Okay, not quite, but I'm really mad at myself. You see, awhile ago some guy named Leo started commenting on Nat's blog, and he had a blog too, and yeah. So, I IMed her on her blog thing and said I was Leo. Baaaaad move.
So now Nat's mad. Blah. I would call in sick tomorrow or something, but I'd miss the science test, and HBP might bite my head off.
Also, Moo was talking to me in Drama. Well, he was calling my 'Strawberry Shortcake', but same thing. That...bothers me. The only reason he was talking to me was because none of his other friends were there. Blah. Not cool, Moo.
And what really topped the cake (with delicious chocolate icing, no less) was math. We had the Unit Test yesterday (notice it's in capitals. That's how revered it is) and we had a sub instead of our regular teacher, the Z (who is awesome). Some brilliant people *coughtaylorandherdumbfriendscough* thought they could ask for help on the Unit Test. The sub gave it to them (which was his fault), and then started announcing answers and showing us how to do things. He even asked someone from the class to come up and help.
[I Don't Wanna Be In Love--Good Charlotte]
I didn't know people could reach that level of stupidity. The Z found out and told us that since we were a school of character, we could decide to be honorable or not. If you got an answer from the sub, write -4 next to the question (each question was worth 4 points). I didn't cheat off him, and I my eyes were still stinging (awesome speech on his part). Taylor was crying. If I didn't hate her, I'd feel bad for her.

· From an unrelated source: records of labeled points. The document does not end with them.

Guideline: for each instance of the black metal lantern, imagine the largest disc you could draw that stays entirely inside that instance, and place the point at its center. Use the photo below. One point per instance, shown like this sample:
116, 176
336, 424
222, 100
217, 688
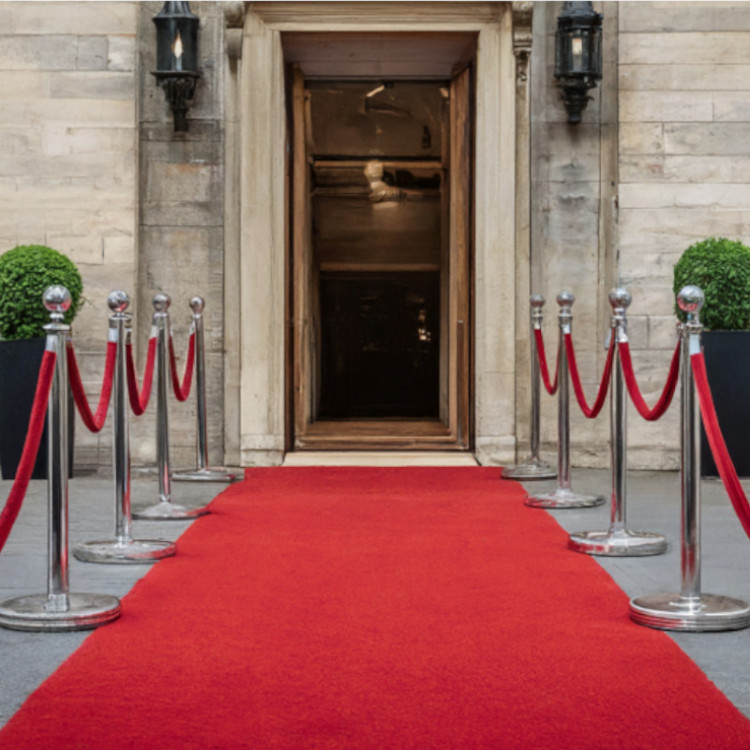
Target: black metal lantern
177, 57
578, 55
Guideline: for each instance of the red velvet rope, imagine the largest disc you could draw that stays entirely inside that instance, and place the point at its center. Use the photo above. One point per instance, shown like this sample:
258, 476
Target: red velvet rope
139, 398
30, 447
589, 411
723, 460
550, 387
665, 399
182, 392
93, 422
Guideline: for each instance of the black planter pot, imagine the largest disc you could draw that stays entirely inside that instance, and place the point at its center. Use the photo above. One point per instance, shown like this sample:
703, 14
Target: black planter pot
19, 372
727, 356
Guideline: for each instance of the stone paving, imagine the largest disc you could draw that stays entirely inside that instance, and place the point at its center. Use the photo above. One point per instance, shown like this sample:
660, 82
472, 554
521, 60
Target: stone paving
653, 505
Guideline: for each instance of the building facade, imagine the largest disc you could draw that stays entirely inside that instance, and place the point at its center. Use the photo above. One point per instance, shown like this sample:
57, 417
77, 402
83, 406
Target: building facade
366, 196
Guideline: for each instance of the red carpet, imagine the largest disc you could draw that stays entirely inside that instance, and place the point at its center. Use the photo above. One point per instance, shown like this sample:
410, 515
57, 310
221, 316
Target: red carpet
379, 609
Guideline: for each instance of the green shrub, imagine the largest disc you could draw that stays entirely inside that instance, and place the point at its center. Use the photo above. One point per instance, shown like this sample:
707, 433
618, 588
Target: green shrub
721, 268
25, 272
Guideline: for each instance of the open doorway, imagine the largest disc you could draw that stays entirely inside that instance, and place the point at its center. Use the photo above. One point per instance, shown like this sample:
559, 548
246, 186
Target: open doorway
380, 244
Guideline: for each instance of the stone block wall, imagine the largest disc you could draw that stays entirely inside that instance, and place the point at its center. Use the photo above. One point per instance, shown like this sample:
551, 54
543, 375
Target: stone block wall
68, 144
684, 151
573, 176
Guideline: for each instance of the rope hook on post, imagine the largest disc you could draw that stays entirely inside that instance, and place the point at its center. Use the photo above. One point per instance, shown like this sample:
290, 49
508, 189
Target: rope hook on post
203, 472
122, 548
164, 509
58, 609
690, 609
563, 496
618, 540
533, 467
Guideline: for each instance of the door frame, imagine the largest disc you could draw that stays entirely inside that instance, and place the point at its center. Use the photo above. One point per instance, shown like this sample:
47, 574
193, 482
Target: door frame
453, 431
255, 262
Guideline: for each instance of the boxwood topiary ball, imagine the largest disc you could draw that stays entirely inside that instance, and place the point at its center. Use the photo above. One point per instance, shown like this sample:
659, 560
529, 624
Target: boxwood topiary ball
721, 268
25, 272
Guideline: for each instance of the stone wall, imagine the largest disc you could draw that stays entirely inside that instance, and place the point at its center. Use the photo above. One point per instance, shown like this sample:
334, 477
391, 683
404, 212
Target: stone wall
68, 142
573, 242
684, 150
181, 224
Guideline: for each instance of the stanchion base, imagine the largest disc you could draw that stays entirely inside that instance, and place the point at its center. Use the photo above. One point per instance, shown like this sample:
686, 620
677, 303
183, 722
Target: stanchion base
622, 543
85, 612
124, 552
563, 498
216, 474
531, 468
168, 511
675, 612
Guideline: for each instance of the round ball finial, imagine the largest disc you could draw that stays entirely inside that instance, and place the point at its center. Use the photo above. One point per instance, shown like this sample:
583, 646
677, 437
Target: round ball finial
690, 299
161, 302
118, 301
620, 298
566, 299
56, 299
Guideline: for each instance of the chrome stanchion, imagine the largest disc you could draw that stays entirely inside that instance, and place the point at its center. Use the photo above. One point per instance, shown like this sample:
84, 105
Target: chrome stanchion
533, 467
165, 509
689, 609
618, 540
123, 548
563, 496
203, 472
58, 609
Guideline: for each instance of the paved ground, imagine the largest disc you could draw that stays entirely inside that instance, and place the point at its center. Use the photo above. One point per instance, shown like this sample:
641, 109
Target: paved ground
653, 505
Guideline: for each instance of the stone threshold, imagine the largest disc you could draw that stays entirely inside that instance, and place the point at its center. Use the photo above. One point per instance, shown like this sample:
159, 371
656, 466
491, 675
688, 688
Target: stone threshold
379, 458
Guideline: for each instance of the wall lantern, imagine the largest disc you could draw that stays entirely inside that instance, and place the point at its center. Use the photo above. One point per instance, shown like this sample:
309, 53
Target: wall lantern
177, 57
578, 55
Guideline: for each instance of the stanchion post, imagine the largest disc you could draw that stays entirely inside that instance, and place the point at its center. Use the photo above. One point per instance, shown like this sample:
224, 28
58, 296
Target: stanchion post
203, 472
164, 509
58, 609
563, 496
533, 467
689, 609
618, 540
123, 548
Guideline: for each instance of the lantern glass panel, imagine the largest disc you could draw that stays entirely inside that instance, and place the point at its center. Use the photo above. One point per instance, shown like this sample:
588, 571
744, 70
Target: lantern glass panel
177, 45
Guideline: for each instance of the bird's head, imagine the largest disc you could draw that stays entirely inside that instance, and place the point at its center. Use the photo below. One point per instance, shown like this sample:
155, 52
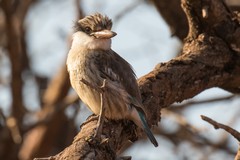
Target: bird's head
96, 25
93, 32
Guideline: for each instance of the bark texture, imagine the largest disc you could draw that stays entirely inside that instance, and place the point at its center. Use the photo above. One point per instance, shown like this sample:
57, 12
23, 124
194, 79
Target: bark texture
210, 58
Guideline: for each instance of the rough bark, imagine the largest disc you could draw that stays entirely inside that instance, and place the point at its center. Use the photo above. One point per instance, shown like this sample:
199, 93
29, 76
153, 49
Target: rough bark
210, 58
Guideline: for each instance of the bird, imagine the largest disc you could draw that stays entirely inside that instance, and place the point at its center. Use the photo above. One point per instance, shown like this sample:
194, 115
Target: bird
91, 59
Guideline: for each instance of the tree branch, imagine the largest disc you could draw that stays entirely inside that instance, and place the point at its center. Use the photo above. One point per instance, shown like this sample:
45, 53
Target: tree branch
207, 61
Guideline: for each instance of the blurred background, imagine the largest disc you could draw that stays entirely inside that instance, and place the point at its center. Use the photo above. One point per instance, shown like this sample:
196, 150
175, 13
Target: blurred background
39, 112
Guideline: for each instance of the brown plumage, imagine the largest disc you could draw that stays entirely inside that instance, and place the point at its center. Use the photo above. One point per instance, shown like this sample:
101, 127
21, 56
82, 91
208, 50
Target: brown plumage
92, 59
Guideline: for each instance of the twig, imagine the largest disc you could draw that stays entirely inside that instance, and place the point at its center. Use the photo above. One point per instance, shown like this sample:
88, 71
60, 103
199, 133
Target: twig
217, 125
190, 103
102, 111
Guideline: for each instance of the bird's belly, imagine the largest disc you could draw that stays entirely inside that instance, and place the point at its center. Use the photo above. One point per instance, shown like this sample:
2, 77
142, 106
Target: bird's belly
114, 103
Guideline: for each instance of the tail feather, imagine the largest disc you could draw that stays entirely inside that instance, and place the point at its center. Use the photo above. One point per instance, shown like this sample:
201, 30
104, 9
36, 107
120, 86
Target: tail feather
147, 129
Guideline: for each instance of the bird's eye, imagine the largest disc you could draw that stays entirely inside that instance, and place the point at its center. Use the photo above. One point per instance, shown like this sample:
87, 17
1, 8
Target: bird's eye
88, 29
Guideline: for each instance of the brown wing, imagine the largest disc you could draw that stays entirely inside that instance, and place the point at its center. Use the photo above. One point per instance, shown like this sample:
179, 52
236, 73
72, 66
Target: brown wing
116, 69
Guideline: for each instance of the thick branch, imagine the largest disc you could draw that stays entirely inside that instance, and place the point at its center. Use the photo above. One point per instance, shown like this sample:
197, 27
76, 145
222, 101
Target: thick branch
207, 61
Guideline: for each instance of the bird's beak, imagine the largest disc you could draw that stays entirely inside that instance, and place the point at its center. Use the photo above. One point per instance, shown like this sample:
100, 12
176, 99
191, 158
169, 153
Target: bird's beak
104, 34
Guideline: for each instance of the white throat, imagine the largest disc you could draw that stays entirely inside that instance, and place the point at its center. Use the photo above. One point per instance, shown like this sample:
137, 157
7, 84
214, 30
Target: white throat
81, 39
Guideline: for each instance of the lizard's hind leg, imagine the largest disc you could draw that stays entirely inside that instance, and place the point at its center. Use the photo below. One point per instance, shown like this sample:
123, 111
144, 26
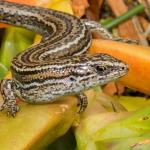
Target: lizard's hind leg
7, 92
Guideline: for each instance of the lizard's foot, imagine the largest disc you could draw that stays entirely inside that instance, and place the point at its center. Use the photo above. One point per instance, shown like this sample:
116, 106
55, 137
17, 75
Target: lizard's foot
11, 107
9, 98
82, 102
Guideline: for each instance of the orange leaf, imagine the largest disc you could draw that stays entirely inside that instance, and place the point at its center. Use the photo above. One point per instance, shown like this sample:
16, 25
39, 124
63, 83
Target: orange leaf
137, 57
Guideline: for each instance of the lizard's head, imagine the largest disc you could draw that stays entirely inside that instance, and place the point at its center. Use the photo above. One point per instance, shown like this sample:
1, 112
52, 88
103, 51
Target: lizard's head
98, 70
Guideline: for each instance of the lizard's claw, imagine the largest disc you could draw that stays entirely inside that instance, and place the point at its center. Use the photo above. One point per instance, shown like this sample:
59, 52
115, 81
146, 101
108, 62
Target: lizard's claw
11, 108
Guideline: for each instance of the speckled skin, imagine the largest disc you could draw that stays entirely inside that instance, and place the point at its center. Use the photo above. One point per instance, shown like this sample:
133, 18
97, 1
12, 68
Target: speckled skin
58, 65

I missed a point on the open-ended question we got the day before, though I'm not sure what for. Oh well. I wasn't really expecting to be a wizard on the Unit Test, but it's still kinda disappointing.
[Beautiful, Dirty, Rich--Lady GaGa]
Another mean/"sick" thing I did today: Taylor's on my late bus, so when she got on, I started talking to Vera about what happened in math reeeeeally loudly.
Bah, why am I being so mean today?????????? What's wrong with me??????
Ugh, don't answer that. I can figure it out myself. AND NO MEAN COMMENTS, PLEASE. My guilt is enough...ugh. That's part of what the Z was talking about...guilt. I didn't cheat, but I've been piling it on all day. I feel sick. And tired.
[I Hate This Part--The Pussycat Dolls]
Bah. This isn't turning out as funny as I hoped. No, indeed. I must work on making my guilty conscious/miserable day funnier.
And, to add to my guiltiness, I've had two sodas today. I'm only supposed to have one. Bah. I should make a list.
Reasons I Feel Guilty (Today):
- I pulled a really sick joke on Nat.
- I've had two sodas when I'm only supposed to have one.
- I made Taylor's conscious feel worse (sooooo hypocritical).
- I traded my broken earphones for my dad's (this was a few days ago, but still).
- My dad gave me the sausage leftovers instead of the chicken leftovers, even though he had the chicken for lunch so should've gotten the sausage.
- I should be working on my Language A project, but I'm not. Ani's gonna kill me, but I'll probably tell her I left my binder at home.
- My dad wanted to do something (play a game, watch a movie, etc.) and I said no, even after he gave me the dinner he wanted.
- The sausage was...not as good as it was, but I told my dad it was good, which would only make him feel worse.
- I got mad at Vera at the bus stop (we were having a snowball fight) and threw an iceball at her. She threw one first, but I should've been better than that.
- I smudged Silver's glasses.
- I'd rather skip school tomorrow than face Nat.
- I got more songs on iTunes when there are starving children in Africa.
- I'm supposed to be entertaining you guys, but instead I'm complaining about how crappy I acted today.
- I barely helped in gym.
- I left my math binder at home so I can't do the homework. It's probably on the eboard, but I'm not going to check.
- Every time I tell myself I'm going to do something, I don't do it.
- I went to Chapter 3 on my story and I'm not even on 50 pages yet.
- I've been listening to the same song for the last fifteen minutes so I don't have to pause the list.
- I feel horrible but I'm just being selfish because so many people have it way worse than me.
- I interrupted Kim's meditation.
- I said a song she liked was boring.
- I can never think of an interesting conversation with Lolo anymore.
- I would lie to get myself out of trouble.
- I skip lunch a lot.
- I lost a hundred dollars (it's somewhere in my room, but that's the same as being lost).
- I don't appreciate things I should.
- I don't feel bad about things.
- I don't feel guilty when I lie.
Bah, I could go on and on. Again, please don't comment with anything mean, please, but advice would be welcome. Very, very welcome.